Linia nr 204 przebiega przez centrum miasta i ma nieco ponad 6 km długości. Będzie obsługiwana przez cztery elektryczne solarisy, które będą ładowane indukcyjnie urządzeniami zamontowanymi pod powierzchnią jezdni, umieszczonymi na jednym z końcowych przystanków, a także w zajezdni, w której będą stacjonowały.

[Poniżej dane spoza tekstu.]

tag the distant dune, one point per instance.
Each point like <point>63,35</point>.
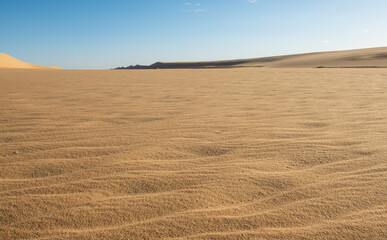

Sam system jest identyczny z tym, który funkcjonuje w Brunszwiku,
a który opisywaliśmy w zeszłym roku. Autobusy są wyposażone w płytę elektromagnetyczną, która ładuje baterie dzięki zbliżeniu do urządzenia w jezdni. Trwa to kilka minut, gdy pojazd stoi na końcu pętli i wystarczy, by przejechał trasę do kolejnego ładowania. Wszystko odbywa się bezstykowo. Autobus nie musi zatrzymywać się na ładowanie, nie trzeba go do niczego podłączać.
Całą technologię zaprezentowano w zeszłym tygodniu w Berlinie. Producent zapewnia, że mimo silnego pola elektromagnetycznego jest ona bezpieczna dla kierowców, pasażerów i pieszych, w tym osób np. z rozrusznikiem serca.
Instalacja urządzeń w jezdni rozpocznie się w kwietniu. W tym samym czasie do fabryki Bombardiera w Mannheim zostaną dostarczone cztery autobusy Solaris Urbino 12 w wersji z napędem elektrycznym, które zostaną wyposażone w urządzenia systemu Primove. Takie same autobusy od zeszłego roku jeżdżą po Brunszwiku. W Berlinie powinny zacząć jeździć latem.
Według informacji Bombardiera nowe autobusy pozwolą na ograniczenie emisji CO2 do berlińskiej atmosfery o ok. 260 ton rocznie. Żeby osiągnąć podobny efekt trzeba by było 250 samochodów codziennie jeżdżących po ulicach stolicy Niemiec, zamienić na samochody z napędem elektrycznym.